Certain of the PNLP Assets were included in the Malaysia Bid Round Plus, with
Jadestone subsequently being awarded a 100% interest in the Puteri Cluster in
2024
PRRT Petroleum Resource Rent Tax
PSC production sharing contract
R&M repairs and maintenance
RBL reserve based loan
RBL Facility the Group's US$200 million reserve based lending facility closed in May 2023
with a four-year tenor
reserves hydrocarbon resource that is anticipated to be commercially recovered from
known accumulations from a given date forward
SOFR Secured Overnight Financing Rate
US$ or USD United States dollar
The technical information contained in this announcement has been prepared in
accordance with the June 2018 guidelines endorsed by the Society of Petroleum
Engineers, World Petroleum Congress, American Association of Petroleum
Geologists and Society of Petroleum Evaluation Engineers Petroleum Resource
Management System.
A. Shahbaz Sikandar of Jadestone Energy plc, Group Subsurface Manager with a
Masters degree in Petroleum Engineering and who is a member of the Society of
Petroleum Engineers and has worked in the energy industry for more than 25
years, has read and approved the technical disclosure in this regulatory
announcement.
The information contained within this announcement is considered to be inside
information prior to its release, as defined in Article 7 of the Market Abuse
Regulation No. 596/2014 which is part of UK law by virtue of the European
Union (Withdrawal) Act 2018, and is disclosed in accordance with the Company's
obligations under Article 17 of those Regulations.
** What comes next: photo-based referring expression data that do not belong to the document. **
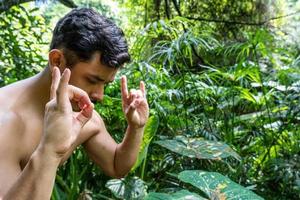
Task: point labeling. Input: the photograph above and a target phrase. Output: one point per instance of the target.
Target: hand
(134, 104)
(61, 125)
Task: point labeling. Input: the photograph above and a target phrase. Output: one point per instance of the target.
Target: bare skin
(22, 131)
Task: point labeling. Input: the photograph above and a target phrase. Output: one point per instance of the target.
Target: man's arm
(37, 179)
(116, 160)
(61, 129)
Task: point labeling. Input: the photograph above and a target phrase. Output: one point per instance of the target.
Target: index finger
(55, 81)
(124, 89)
(143, 88)
(62, 96)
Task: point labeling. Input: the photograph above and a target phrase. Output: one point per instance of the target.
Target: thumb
(130, 110)
(85, 114)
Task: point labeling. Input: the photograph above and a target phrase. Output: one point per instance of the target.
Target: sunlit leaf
(127, 188)
(217, 186)
(199, 148)
(180, 195)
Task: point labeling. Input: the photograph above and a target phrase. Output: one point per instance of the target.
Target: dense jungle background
(223, 81)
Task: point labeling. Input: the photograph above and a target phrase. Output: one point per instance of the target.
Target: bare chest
(33, 134)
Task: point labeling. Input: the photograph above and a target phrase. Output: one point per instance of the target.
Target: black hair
(82, 32)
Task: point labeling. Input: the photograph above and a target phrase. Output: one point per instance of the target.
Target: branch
(7, 4)
(243, 23)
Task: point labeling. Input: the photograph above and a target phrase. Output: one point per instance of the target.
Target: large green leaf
(199, 148)
(150, 131)
(127, 188)
(217, 186)
(180, 195)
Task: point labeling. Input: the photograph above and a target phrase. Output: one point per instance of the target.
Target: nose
(97, 94)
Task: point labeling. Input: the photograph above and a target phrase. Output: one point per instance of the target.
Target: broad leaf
(128, 188)
(180, 195)
(199, 148)
(217, 186)
(150, 131)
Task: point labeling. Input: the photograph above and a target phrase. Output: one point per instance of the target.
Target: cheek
(80, 83)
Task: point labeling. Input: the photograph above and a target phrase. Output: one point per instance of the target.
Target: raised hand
(61, 125)
(134, 104)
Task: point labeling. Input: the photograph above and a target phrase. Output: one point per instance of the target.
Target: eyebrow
(99, 79)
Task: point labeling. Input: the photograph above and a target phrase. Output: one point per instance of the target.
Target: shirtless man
(93, 49)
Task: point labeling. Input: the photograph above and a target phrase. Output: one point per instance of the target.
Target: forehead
(94, 67)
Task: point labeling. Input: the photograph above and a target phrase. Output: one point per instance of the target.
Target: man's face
(92, 76)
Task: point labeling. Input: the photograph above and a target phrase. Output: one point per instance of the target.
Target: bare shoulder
(12, 126)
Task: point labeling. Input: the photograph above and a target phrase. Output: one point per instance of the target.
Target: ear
(56, 58)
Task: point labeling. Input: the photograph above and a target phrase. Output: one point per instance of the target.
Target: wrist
(46, 154)
(135, 129)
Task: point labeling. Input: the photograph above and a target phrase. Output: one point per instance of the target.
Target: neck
(41, 84)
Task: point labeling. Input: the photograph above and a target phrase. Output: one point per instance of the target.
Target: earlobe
(56, 59)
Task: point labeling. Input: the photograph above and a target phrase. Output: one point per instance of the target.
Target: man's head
(84, 40)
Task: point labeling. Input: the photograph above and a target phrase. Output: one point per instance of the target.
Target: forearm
(37, 179)
(127, 151)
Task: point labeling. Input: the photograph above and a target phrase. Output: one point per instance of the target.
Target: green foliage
(128, 188)
(198, 148)
(216, 186)
(21, 42)
(180, 195)
(214, 86)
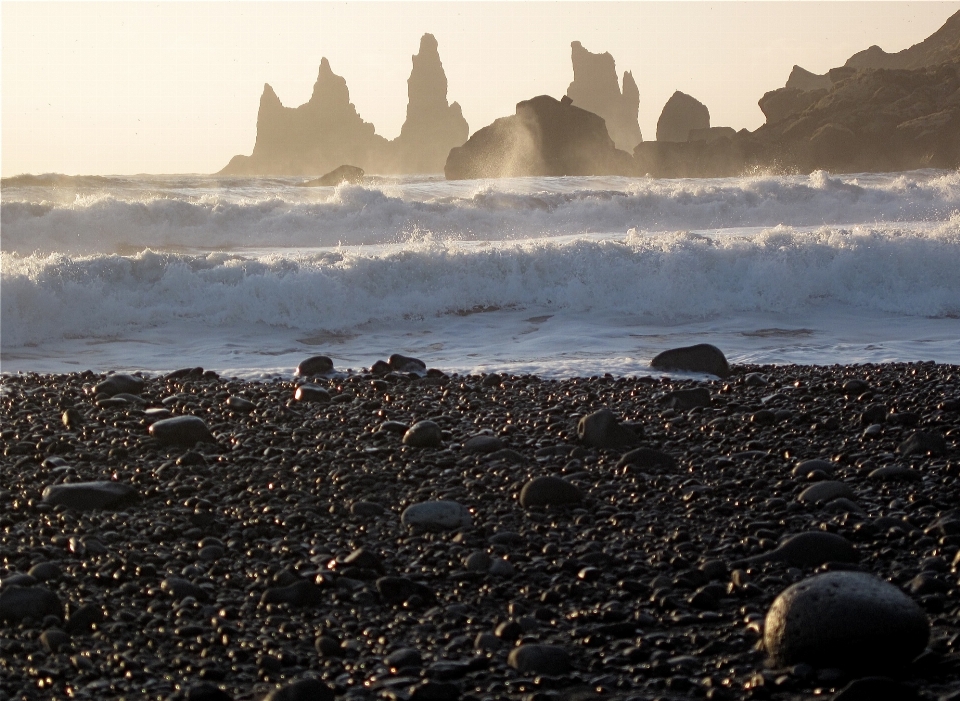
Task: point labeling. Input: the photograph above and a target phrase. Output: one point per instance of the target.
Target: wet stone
(602, 429)
(845, 620)
(181, 430)
(17, 603)
(423, 434)
(826, 491)
(482, 444)
(549, 491)
(551, 660)
(86, 496)
(436, 515)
1 Inclusive of restricted cash
2 To 21 September 2025
3 Based on a Brent oil price range of US$70-80/bbl (real terms from 2025).
Assumes midpoint of internal production expectations and that all barrels
produced during 2025-27 are sold in the period. Does not reflect any capital
expenditure or abandonment spend outside the Group's producing assets.
Reflects upfront consideration from the sale of the Group's assets in Thailand
on 16 April 2025.
4 Includes 100% of GHG emissions from Montara, Stag, PenMal sites and
Akatara gas and liquids field.
5 The local government has an option to take a 10% participating interest in
the Lemang PSC, which, if exercised, would reduce Jadestone's working interest
in the Akatara field to 90%.
6 The closing adjustment represents the economic benefits of production
since the effective date and completion.
7 Reserves tail date refers to the last day of the quarter immediately
preceding the quarter in which the remaining borrowing base reserves are
forecast to be 25 per cent (or less) of the initial approved borrowing base
reserves.
8 The borrowing base represents the maximum loan amount that can be drawn
under the RBL at any given time, subject to a redetermination every six months
through the life of the loan.
9 Expected volatility was determined by calculating the average historical
volatility of the daily share price returns over a period commensurate with
the expected life of the awards for a group of ten peer companies.